Monday, February 18, 2019

The value of non-profit: Dryad and California Digital Library

Workshop: Accelerating Data Publication: new models for research institutions. Melbourne 8 Feb 19.

I attended a workshop the other day, where John Chodacki, Director, UC Curation Center, California Digital Library, pitched an idea for a Data Repository, run by the non-profit organisation, Dryad. Dryad, accepts researcher's data, for (as John mentions) around an average $120USD processing fee, which covers the curation cost to check all submissions (data files and data description), and to hold the data long-term to support a publication related to the data. Here are the slides and Etherpad. Per Dryad's website, the charge per publication is calculated as a $120USD processing fee plus a storage fee if a researcher submits over 20Gb data ($50 per 10Gb). Most datasets come under the data cap, John says. This fee is waived, upon request, for researchers from lower  - middle income countries (per World Bank definitions).

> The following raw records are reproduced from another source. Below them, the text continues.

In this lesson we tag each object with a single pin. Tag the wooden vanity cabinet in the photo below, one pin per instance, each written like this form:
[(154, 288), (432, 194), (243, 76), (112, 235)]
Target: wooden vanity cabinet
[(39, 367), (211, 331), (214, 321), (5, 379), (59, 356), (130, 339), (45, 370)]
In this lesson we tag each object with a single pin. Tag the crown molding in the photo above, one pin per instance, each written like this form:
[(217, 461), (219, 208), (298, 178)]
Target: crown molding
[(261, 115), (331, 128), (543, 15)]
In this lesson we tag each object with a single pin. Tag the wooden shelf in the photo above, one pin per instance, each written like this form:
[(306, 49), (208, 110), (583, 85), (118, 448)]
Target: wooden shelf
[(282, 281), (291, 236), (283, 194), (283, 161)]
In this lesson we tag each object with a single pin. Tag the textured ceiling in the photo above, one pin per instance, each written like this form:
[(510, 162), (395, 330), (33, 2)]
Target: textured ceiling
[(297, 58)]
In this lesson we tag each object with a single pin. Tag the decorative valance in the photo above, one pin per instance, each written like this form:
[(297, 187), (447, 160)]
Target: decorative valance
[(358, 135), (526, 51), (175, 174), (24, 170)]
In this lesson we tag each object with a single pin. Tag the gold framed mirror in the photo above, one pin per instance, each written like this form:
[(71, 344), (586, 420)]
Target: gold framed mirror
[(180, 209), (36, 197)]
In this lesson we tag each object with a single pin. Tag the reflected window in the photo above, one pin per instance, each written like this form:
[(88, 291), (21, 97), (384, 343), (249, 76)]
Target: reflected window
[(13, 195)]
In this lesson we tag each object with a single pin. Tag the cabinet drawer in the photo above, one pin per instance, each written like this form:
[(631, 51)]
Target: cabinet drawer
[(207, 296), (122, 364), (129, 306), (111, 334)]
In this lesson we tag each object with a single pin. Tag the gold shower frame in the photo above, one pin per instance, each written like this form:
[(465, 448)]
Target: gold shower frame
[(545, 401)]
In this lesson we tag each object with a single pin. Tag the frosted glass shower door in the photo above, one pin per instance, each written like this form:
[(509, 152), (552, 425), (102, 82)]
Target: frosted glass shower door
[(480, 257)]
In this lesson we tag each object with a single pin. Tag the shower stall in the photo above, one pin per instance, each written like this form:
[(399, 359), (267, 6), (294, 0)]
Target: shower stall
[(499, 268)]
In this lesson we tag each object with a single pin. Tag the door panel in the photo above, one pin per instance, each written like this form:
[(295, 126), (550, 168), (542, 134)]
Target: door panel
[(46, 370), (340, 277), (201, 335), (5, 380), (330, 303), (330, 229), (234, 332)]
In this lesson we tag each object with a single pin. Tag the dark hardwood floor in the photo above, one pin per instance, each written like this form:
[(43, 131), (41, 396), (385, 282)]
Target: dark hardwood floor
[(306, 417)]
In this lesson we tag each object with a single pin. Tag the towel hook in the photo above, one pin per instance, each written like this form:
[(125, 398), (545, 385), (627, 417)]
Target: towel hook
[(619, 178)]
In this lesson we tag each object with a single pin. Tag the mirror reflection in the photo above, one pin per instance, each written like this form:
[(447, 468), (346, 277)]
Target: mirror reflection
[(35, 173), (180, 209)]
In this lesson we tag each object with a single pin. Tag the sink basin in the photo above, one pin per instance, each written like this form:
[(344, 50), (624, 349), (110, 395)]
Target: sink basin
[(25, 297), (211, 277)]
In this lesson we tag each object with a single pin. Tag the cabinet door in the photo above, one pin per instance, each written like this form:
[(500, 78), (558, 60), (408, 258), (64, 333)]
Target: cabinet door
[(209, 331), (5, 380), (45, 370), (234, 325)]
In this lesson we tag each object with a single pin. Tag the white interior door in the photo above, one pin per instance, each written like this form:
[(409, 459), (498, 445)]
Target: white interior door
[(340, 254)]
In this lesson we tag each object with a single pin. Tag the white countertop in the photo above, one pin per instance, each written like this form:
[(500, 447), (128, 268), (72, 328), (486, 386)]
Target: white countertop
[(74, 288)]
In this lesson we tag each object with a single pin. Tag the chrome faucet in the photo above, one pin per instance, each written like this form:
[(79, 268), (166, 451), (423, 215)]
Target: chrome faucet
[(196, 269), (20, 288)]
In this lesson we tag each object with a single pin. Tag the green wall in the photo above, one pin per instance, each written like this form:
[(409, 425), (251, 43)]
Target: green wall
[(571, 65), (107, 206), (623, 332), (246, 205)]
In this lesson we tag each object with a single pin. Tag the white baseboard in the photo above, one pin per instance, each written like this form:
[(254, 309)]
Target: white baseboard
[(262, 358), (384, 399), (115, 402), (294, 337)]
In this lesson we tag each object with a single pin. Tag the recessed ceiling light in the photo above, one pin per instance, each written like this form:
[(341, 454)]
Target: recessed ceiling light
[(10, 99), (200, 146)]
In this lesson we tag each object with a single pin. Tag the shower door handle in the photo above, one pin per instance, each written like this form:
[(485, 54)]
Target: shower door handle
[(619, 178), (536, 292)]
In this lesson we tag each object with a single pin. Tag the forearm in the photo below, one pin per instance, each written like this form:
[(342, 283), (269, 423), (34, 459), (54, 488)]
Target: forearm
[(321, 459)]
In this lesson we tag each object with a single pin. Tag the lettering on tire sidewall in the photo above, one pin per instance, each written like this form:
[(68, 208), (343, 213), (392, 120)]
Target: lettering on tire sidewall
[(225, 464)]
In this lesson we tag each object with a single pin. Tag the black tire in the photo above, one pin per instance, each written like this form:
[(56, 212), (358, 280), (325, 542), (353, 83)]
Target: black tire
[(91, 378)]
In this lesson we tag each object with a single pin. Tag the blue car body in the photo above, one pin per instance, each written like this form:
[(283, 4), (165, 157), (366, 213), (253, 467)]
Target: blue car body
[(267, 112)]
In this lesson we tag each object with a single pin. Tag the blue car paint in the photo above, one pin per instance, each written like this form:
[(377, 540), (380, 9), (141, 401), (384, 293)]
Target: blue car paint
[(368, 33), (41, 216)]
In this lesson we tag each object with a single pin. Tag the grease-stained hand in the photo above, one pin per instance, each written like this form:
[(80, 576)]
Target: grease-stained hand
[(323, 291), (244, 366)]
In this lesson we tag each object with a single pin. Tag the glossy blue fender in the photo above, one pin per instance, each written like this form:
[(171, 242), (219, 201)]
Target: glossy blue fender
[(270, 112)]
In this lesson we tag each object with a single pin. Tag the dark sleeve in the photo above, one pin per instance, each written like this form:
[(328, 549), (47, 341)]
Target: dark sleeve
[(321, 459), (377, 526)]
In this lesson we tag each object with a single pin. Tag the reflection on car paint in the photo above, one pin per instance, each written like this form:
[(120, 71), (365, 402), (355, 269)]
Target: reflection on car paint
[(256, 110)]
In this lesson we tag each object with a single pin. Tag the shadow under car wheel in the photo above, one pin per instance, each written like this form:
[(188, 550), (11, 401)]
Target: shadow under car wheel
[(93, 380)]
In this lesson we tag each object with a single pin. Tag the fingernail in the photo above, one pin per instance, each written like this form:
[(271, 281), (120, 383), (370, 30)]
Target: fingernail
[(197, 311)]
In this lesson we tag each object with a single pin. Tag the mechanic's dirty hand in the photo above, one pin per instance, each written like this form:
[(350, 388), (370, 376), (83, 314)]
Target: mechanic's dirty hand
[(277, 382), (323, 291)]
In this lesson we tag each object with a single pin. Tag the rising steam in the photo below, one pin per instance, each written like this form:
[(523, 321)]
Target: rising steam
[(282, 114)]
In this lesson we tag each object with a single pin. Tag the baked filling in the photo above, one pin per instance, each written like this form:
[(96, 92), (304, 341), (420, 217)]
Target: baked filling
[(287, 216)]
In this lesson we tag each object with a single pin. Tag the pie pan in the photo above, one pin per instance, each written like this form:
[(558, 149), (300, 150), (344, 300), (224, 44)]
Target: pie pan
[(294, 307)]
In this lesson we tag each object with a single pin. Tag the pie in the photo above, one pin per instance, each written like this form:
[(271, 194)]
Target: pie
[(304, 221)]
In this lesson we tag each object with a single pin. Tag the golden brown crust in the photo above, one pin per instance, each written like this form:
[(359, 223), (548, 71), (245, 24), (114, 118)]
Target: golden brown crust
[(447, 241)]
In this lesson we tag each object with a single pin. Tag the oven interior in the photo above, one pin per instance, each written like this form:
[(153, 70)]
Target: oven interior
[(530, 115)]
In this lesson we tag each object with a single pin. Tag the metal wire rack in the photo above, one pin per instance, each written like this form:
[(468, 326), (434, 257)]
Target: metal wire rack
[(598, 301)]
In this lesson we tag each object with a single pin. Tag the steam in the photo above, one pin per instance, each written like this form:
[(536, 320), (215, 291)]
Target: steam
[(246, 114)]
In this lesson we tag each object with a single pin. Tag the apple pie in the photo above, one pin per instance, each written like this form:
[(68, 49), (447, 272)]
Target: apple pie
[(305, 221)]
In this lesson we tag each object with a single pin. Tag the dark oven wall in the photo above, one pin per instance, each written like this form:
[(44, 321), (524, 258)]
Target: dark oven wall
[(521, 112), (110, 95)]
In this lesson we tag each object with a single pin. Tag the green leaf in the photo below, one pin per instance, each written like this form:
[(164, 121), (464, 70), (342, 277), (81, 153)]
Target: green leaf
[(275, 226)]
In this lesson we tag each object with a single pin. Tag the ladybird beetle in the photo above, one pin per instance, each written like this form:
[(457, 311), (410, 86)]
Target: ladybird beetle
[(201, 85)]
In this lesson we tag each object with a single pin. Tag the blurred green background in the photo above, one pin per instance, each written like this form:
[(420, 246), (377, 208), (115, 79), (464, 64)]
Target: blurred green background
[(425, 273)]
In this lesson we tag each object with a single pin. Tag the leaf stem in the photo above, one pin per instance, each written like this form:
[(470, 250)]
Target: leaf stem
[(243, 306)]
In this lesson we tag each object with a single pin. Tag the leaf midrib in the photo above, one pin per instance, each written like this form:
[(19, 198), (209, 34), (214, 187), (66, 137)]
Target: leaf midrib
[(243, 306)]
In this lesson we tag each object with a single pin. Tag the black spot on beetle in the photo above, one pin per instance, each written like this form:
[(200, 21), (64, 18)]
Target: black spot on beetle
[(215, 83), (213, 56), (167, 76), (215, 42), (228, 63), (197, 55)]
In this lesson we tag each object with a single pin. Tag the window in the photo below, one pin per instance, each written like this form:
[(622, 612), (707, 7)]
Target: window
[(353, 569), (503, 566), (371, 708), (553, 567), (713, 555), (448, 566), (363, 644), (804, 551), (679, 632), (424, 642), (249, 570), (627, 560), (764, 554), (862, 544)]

John had another idea, for how to use Dryad, for his University of California (UC) researchers. UC had been considering building their own repository from scratch, but thought their funds might be better spent building on top of an existing platform - where researchers were already depositing their data. Apparently 90,000 researchers (Slide 55) already have deposited data at Dryad, and Dryad provide data deposit for over 900 academic journals (Slide 55).

John's idea was to use Dryad as an Institutional service, where the University could pay an annual fee, then their researchers would no longer need to pay a per article data deposit fee. Talks with Dryad began, and they agreed to seek support of other institutions to promote the new service. Fees were agreed on a sliding scale, where a big Institution would pay more (about $13,000 USD per year) and a smaller Institution would pay less (about $3,000 USD per year).

At the workshop I attended, there were representatives from a number of Australian Universities and research organisations; RMIT, Deakin, Victoria University, CSIRO, University of Sydney, University of New South Wales, Queensland University of Technology, Aarnet, Monash University, plus myself and my colleagues from ARDC, the Australian Research Data Commons. In a final quiz item, the attendees said they were interested in the new service, but that they were not the ones to sign off on that type of purchase. It raised the question of what was the next steps. How could Australian institutions contribute to interest in this new idea for a repository? This blog post was one of those next steps.

There were a number of obvious benefits:
- paying a non-profit community run organisation, rather than a commercial provider, so it should be a little cheaper
- community can drive what the system looks like, and the functions can be responsive to community needs
- using a system that already has a lot of researcher users (over 60,000), and journal integration.
- using a trusted system (certified with CoreTrustSeal recognised certification).

But there were some obvious challenges:
- if you were to use this system, how would we transition from our current system to this new system?
- would there be local support in Australia to help users, and help Institutions make a business case, and help researchers use the Dryad system?

There were a number of questions raised:
- where would the data be stored? In the US. But a copy could be kept locally.
- what about sensitive data, which has to be stored in Australia (or an equivalently privacy-protected jurisdiction ie not the US which has weaker privacy rules)? Dryad doesn't accept sensitive data, so where the data is stored should not be an issue.
- what size data can be sent to Dryad? (As a file up to 10Gb; and from a URL up to 100Gb)
- can we use specific data description types (vocabularies)? Should be fine, John said.
- can we get descriptions of data belonging to our Institutions, back into institutional systems? Contact Dryad for discussion.
- have CDL/Dryad talked to the Australian infrastructure provider, QCIF, who manages the RedBox repository? or Figshare? about how to create a win-win amongst the various repository providers? No, but there is enough room in the ecosystem to allow different repositories to service different users/
- were there any plans to have people in Australian to promote the services and educate institutions and users about the benefits of the system, like Figshare's sales team? Not at this stage.

Later that same day, I was at another event, and spoke to Natalie Meyers, University of Notre Dame, who is an ambassador for the Center for Open Science and interested in having more integrations with the Open Science Framework (OSF). She wondered if by engaging a larger community to join a Dryad Institutional service, there might be incentive to enhance the Dryad API to make it more consumable and its endpoints more interoperable with other open science platforms like OSF? John, in response, says the new software development work  at CDL/Dryad will provide exactly this type of opportunity by leveraging CDl's DaSH API (see API docs and github repo). 

So, it is obvious that the community needs to keep talking about what to do next, what questions are still left unanswered, and how to sell the idea to the money people at your institution. That will require at least in the beginning, glossy flyers, and ultimately a business case to assess the costs and benefits. See also the Dryad blogpost (May '18) announcing the partnership with CDL (follow up Oct '18 post).

If you have any questions, please post them in the comments section below and I will send them along to John (john.chodacki - at- ucop.edu) to answer.

NB: Where I work at ARDC, we have a policy of vendor neutrality, so this post should not be read as an assessment of the value of the CDL/Dryad service, but does seek to point out the many issues to be wrestled with in making a value assessment.
=
Thanks to Natalie and John for their feedback on this post.